15 Research Lab -Adversarial Safety Evaluation of Frontier AI Systems

John Kearney

AI Agent Kill Switch Implementation

December 20, 202515 Research Lab

agent-safetydefensetools

When an AI agent starts behaving in ways that are harmful, unexpected, or simply wrong, you need the ability to stop it immediately. A kill switch is not a metaphor. It is a concrete engineering mechanism that must be designed, built, and tested before you need it.

Requirements for an Effective Kill Switch

Immediate effect. The stop must take effect within milliseconds, not at the next polling interval. In-flight tool calls should be cancelled or their results discarded.

Independent of the agent. The kill switch cannot depend on the agent cooperating. An agent that has been compromised by prompt injection will not voluntarily stop. The mechanism must operate at the infrastructure layer.

Preserve state. Stopping the agent should not destroy evidence. All in-progress state, conversation history, and pending actions should be captured for forensic analysis.

Granular scope. Support killing a specific session, a specific agent instance, all agents for a specific user, or all agents globally. Different incidents require different blast radii.

Implementation Approaches

Policy engine flag. The simplest approach: the policy engine checks a "kill" flag before evaluating each action. When the flag is set, all actions are denied.

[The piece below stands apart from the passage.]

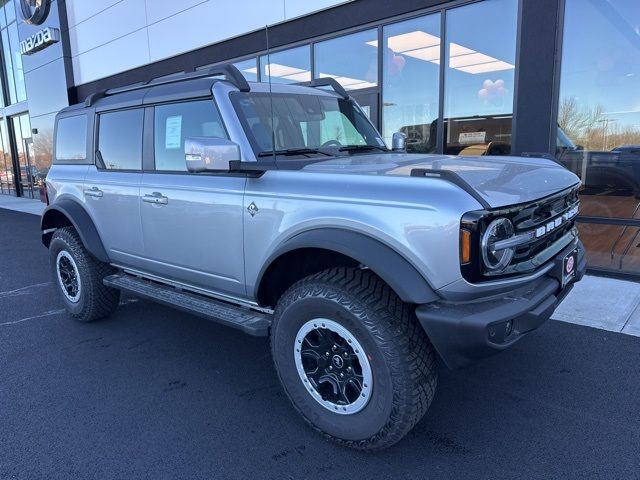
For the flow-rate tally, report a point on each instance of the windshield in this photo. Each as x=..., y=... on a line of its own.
x=304, y=124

This works when the policy engine sits in the critical path of every tool call.

# Global kill switch
global_state: "killed"
# Result: all tool calls receive immediate deny

Token revocation. Revoke the agent's API keys and authentication tokens. The next tool call fails at the authentication layer. This is effective but may have propagation delay if tokens are cached.

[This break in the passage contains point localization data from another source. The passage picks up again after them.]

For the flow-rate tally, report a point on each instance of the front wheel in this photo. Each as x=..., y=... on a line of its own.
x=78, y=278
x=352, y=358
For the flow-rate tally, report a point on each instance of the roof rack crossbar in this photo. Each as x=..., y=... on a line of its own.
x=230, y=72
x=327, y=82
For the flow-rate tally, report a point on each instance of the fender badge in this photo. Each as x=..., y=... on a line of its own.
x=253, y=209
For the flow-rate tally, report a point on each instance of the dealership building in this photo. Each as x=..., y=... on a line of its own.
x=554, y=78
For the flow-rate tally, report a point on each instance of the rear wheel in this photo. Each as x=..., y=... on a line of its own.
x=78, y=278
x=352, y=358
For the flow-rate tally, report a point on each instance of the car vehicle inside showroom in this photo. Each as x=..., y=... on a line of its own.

Network-level block. Firewall rules or proxy configuration that drops all traffic from the agent. Immediate effect, but blunt. Works as a last resort.

Queue drain. If the agent uses a message queue for tool calls, stop the consumer. Pending messages stay in the queue for later analysis.

Testing the Kill Switch

An untested kill switch is not a kill switch. Test quarterly:

Trigger the kill switch during active agent operation
Verify that all in-flight tool calls are stopped or their results are discarded
Verify that the agent cannot resume operation without explicit re-authorization
Verify that state is preserved for analysis
Measure the time from trigger to full stop

Post-Kill Procedures

After activating the kill switch:

Preserve all logs and receipts from the incident
Analyze what the agent was doing and why
Determine the root cause (prompt injection, policy gap, model error, data issue)
Fix the root cause before restarting
Consider whether to replay pending actions or discard them

The EU AI Act Connection

Article 14 of the EU AI Act requires human oversight mechanisms including the ability to intervene in or stop AI system operation. A tested kill switch is the most direct implementation of this requirement.

Build the kill switch before you deploy the agent. You will not have time to build it during an incident.